Taniyah Pilgrim and Messiah Young are suing the city of Atlanta for their lack of accountability in their arrest.

Messiah Young/Taniyah Pilgrim Jenni Girtman for The Atlanta Journal-Constitution

Two HBCU students who were pulled out of their car and tased by Atlanta police last May are suing the city, ABC News reported. Included in the lawsuit filed by Taniyah Pilgrim and Messiah Young are Mayor Keisha Lance Bottoms and the nine officers involved in their violent arrest.

As protests occurred on May 30, 2020, according to the suit, Young and Pilgrim were on their way home from a date. A cop who was allegedly upset with Young for filming a police-involved encounter asked him to move out of the area as it was past the curfew declared by Bottoms hours earlier.

Young drove his car forward, but the traffic prevented him from moving further.

Police immediately crowded the car, while one of the cops loudly accused them of possessing a gun. Another officer allegedly pointed his gun at Young and proceeded to yank him out of his car before punching him. As for Pilgrim, she was hit with a Taser multiple times because officers believed she was carrying a gun. Per footage of the encounter, the students consistently inquired about the cause for the excessive force; they deny claims of having a firearm.

Following the incident, the college students were arrested and held in custody for hours. The charges previously held against them were dropped shortly after. Additionally, six officers were fired and charged for their involvement. Two cops who were initially placed on administrative leave were later reinstated and given the opportunity to collect back pay.
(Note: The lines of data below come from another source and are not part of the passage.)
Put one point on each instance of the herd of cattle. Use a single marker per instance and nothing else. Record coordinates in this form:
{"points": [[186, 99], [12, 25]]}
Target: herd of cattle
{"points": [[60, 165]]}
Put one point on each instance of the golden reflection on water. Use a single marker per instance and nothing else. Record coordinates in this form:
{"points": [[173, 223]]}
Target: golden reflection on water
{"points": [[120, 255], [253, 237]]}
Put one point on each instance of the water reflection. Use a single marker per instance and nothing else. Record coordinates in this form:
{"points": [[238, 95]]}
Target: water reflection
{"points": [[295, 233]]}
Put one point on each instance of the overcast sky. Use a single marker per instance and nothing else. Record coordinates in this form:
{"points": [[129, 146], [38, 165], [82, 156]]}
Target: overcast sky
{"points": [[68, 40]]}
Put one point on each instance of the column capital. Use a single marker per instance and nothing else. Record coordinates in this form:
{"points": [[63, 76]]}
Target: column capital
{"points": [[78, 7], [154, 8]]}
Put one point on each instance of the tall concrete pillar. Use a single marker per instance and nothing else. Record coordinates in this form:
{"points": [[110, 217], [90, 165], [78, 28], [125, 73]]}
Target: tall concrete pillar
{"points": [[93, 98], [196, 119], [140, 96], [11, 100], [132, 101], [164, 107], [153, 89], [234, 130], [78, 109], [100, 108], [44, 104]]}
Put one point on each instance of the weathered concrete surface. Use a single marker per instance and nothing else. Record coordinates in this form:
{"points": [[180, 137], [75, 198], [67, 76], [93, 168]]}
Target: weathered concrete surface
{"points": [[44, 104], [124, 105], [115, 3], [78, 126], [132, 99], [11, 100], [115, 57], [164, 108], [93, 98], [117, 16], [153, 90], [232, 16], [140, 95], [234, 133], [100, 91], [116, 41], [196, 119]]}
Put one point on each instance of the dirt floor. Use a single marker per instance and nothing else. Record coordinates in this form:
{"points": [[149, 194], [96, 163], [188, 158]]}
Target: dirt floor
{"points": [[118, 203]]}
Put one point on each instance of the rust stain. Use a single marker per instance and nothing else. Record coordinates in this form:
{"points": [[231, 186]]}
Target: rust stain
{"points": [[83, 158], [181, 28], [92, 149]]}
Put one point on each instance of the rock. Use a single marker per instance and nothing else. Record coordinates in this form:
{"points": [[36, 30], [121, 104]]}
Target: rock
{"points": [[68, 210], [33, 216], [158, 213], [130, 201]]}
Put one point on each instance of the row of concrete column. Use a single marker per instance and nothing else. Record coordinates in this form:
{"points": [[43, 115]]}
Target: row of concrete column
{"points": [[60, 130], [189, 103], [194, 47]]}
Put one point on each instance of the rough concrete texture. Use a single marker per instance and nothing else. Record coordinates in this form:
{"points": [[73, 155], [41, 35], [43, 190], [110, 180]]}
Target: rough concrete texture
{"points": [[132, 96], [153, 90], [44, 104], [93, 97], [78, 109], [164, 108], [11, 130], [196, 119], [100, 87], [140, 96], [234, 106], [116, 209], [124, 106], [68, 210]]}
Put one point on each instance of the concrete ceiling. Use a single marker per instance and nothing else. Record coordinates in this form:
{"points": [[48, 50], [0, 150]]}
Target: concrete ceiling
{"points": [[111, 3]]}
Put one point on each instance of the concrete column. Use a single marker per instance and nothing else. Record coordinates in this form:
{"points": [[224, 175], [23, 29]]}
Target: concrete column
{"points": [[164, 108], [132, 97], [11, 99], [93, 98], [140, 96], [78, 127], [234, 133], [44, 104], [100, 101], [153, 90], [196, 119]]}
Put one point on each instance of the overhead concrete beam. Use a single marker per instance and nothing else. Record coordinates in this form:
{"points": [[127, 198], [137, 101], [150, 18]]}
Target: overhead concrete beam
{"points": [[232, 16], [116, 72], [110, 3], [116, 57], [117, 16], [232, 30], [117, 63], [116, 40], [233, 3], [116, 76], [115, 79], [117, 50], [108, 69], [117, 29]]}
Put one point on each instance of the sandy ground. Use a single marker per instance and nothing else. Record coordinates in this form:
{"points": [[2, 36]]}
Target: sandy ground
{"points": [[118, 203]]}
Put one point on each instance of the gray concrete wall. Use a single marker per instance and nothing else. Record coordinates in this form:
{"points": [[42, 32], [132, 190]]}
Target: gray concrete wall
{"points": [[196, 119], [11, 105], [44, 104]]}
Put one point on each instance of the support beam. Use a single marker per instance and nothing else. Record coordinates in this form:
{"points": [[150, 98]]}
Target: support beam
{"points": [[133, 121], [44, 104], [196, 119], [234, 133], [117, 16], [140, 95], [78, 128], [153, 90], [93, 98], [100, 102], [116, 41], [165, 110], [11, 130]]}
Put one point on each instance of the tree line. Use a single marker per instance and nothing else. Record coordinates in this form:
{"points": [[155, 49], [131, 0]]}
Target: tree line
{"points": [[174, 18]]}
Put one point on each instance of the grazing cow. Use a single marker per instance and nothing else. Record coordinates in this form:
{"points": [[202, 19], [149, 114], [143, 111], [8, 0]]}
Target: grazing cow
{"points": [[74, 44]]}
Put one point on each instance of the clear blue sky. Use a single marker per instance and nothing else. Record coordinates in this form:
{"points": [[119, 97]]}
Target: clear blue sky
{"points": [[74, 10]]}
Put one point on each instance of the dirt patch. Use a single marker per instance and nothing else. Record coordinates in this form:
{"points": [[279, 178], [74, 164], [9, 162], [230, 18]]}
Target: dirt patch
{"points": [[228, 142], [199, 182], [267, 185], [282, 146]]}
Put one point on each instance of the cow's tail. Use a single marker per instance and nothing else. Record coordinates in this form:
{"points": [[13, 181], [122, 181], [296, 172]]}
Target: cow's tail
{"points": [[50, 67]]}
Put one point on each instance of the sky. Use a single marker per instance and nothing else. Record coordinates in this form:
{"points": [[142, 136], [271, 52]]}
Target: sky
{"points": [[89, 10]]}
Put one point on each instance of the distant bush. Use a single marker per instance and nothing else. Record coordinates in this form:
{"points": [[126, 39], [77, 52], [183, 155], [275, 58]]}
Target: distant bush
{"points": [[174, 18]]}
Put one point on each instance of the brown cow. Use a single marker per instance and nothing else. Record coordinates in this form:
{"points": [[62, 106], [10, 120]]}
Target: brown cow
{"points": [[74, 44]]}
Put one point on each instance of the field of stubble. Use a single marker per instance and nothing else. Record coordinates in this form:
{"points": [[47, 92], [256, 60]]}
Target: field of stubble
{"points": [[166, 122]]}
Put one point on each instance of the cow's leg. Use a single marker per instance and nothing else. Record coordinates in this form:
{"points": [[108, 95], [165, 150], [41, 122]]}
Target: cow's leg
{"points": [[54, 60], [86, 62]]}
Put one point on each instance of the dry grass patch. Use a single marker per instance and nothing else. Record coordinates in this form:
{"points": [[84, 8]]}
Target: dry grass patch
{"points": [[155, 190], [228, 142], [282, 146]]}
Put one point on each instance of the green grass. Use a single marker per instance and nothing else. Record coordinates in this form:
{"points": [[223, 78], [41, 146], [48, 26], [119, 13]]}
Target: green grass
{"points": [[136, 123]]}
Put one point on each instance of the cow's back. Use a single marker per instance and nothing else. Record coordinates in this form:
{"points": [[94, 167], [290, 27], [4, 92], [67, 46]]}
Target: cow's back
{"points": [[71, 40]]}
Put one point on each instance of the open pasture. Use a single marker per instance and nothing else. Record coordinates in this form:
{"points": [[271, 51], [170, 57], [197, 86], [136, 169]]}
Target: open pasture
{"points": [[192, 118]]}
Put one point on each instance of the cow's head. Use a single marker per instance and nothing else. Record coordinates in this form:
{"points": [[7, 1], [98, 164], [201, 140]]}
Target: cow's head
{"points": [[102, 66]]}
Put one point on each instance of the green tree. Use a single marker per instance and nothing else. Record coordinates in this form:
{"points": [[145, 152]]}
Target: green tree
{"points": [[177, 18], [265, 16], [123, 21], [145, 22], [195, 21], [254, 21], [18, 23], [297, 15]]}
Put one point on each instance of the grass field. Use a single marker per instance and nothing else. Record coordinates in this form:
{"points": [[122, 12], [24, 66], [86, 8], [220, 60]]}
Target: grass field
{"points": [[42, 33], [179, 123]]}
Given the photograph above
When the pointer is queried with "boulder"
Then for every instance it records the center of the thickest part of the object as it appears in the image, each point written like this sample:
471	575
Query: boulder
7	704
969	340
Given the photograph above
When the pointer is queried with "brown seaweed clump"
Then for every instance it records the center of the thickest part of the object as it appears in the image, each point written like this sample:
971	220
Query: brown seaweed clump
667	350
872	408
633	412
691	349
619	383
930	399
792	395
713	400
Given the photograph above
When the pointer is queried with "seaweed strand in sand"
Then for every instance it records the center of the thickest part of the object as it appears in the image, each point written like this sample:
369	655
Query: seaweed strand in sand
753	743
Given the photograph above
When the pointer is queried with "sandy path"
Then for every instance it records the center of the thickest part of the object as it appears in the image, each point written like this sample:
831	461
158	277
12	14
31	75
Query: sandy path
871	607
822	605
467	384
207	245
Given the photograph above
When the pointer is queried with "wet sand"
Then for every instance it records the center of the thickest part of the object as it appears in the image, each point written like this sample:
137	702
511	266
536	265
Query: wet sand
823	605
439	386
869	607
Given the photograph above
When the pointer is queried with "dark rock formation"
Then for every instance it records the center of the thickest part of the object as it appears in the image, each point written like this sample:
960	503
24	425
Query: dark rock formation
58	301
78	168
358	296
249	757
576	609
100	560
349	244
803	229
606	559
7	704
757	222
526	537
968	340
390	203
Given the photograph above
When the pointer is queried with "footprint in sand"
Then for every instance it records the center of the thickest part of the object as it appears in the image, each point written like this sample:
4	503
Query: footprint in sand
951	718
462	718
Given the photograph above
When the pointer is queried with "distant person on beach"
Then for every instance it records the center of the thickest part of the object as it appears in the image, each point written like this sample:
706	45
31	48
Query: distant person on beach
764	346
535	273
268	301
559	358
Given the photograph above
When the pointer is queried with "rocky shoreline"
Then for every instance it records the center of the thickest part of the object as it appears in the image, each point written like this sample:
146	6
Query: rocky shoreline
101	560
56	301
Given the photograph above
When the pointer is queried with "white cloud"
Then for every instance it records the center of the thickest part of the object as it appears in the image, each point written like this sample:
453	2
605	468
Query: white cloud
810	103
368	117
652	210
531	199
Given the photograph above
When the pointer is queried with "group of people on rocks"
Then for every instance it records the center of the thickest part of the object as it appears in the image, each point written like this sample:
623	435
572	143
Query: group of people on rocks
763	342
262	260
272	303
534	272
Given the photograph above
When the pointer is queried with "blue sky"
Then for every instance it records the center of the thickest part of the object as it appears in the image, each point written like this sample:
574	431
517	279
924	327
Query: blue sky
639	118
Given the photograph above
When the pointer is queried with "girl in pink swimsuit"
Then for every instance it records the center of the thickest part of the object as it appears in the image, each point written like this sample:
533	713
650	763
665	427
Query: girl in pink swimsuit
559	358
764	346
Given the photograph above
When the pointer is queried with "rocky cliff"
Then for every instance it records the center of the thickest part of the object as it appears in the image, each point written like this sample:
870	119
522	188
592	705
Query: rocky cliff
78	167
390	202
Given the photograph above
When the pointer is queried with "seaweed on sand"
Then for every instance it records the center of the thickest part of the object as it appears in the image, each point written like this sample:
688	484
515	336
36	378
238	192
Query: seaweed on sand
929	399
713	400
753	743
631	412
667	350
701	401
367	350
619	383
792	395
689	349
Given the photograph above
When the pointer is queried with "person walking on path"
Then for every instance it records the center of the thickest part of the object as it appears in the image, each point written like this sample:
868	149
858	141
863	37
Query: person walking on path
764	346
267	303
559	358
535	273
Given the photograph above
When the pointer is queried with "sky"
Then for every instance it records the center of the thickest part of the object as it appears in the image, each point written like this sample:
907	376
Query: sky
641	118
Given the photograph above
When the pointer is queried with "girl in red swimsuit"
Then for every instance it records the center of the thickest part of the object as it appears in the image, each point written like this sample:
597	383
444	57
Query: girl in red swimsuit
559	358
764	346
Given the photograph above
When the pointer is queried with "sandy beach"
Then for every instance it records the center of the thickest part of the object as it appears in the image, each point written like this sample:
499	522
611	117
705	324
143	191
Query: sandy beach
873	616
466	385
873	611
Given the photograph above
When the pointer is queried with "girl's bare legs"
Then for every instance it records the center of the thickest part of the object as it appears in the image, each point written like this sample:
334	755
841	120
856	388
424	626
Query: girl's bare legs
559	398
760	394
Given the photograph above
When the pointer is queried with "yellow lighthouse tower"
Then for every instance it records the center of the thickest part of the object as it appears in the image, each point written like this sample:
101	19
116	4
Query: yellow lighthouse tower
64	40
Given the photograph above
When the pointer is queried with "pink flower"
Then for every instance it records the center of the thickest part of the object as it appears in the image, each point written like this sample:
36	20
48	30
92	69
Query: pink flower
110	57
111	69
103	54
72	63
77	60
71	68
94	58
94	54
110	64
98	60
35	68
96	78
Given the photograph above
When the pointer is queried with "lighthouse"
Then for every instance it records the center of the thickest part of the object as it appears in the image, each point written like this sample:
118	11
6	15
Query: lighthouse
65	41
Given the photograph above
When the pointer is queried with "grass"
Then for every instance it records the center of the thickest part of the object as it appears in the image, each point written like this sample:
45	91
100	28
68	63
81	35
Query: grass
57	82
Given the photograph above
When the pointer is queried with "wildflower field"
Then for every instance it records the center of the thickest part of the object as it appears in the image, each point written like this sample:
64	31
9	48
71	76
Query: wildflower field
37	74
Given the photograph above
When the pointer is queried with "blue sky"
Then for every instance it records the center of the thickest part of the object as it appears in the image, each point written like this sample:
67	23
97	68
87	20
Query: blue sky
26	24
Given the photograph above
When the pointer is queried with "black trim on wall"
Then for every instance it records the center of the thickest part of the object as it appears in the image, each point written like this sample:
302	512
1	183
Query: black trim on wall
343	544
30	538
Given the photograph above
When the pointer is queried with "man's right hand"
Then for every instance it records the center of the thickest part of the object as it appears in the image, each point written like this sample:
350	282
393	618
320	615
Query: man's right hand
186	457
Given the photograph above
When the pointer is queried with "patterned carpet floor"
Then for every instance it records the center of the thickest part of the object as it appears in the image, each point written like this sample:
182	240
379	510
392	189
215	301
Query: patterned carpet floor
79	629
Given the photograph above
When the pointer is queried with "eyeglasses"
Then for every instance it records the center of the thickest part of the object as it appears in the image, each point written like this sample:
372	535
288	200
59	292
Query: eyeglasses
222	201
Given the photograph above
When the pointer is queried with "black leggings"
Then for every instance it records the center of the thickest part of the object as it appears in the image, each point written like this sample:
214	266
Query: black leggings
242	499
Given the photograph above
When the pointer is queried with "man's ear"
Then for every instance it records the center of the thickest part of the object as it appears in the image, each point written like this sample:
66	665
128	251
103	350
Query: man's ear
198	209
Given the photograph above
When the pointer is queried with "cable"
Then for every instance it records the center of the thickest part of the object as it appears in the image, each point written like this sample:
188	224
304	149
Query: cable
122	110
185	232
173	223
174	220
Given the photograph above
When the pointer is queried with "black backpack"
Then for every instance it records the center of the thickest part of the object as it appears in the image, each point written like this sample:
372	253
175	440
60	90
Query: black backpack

Young — who needed 13 stitches after suffering a deep laceration to his arm — and Pilgrim are now suing the city for their failure to acknowledge the impact the incident had on their mental, physical and emotional health. They accused officers of using “excessive force against citizens who were committing no crime,” and called Bottoms’ curfew “unenforceable” as it required all people — both individuals and groups — to comply. They want the officers to be held accountable for their actions and are seeking compensation that would help to cover the costs of their legal fees.